Nothing about these constraints stops your department from leveraging Agile approaches such as working directly with the business areas (i.e. the client) to define the details of how the objectives will be achieved, or from delivering multiple smaller releases of functional software throughout the specified timeframe to meet these objectives.

The critical challenge for you is aligning the primary objectives of your organization’s frameworks (e.g. budget management, revenue generation, risk management, resource planning, fulfilling contractual obligations, complying with regulatory requirements, meeting shareholder demands) to the inherent benefits that are delivered through Agile work – and then generating outcomes from your Agile projects that align with these objectives.

To determine how Agile approaches can fit within the established frameworks in your organization, you will need to ask the following questions:

  • How are the objectives and deliverables of each project defined?  Can project charters and project initiation documents be abstracted to represent strategic outcomes instead of tactical ones?  Will the project authority support an approach that identifies, communicates and confirms detailed deliverables as the project progresses?
  • What are the primary drivers for the established deadlines within the project? Does management need deadlines to provide defined end dates for project funding and resource allocation?  Are specific project outcomes tied to fixed delivery dates?  Is there any flexibility for the project team to have input into these timeframes, or are they always top-down directives?
  • Similarly, what are the drivers for project funding?  Is it a fixed amount identified at the beginning of the project, or can it be adapted to emerging needs as the project progresses?  Is there any correlation between funding allocation and generated business value?
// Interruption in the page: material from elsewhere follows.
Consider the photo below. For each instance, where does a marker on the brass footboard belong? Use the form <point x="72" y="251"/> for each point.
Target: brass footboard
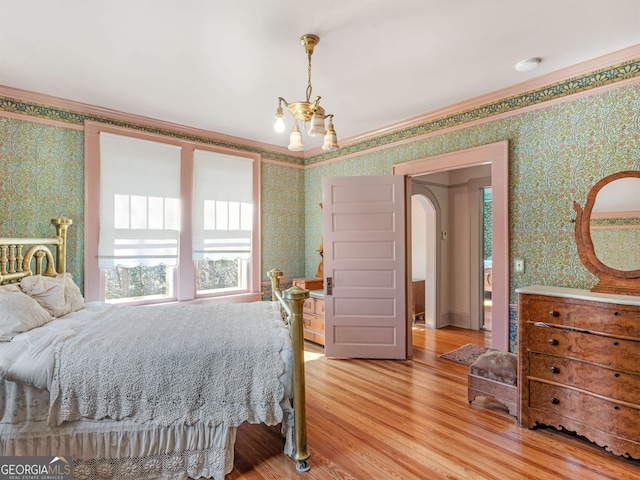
<point x="292" y="301"/>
The answers to these questions will help you to position your Agile work to align with these drivers. For example, if your organization’s framework is largely driven by budget management and revenue generation, you can document where Agile approaches have enabled the team to deliver high business-value features earlier than planned, creating an opportunity for scaling down the initially allocated funding because the project objectives have already been achieved.

Similarly, if your organization’s framework is largely driven by risk management, you can document where upfront exploration, test driven development, and the production of tangible outputs mitigated the risk of technical issues and misalignment with client expectations.

There is nothing stopping your organization from using Agile methods and practices as the tactical approach for delivering results within the structure and constraints of the Project, Process and Quality Management frameworks in your organization.  The key is aligning the benefits of your Agile approaches with the primary drivers for these frameworks.  Ideally, once you have a few successful Agile projects in your track record, decision makers will be more willing to consider adapting these frameworks to accommodate Agile work.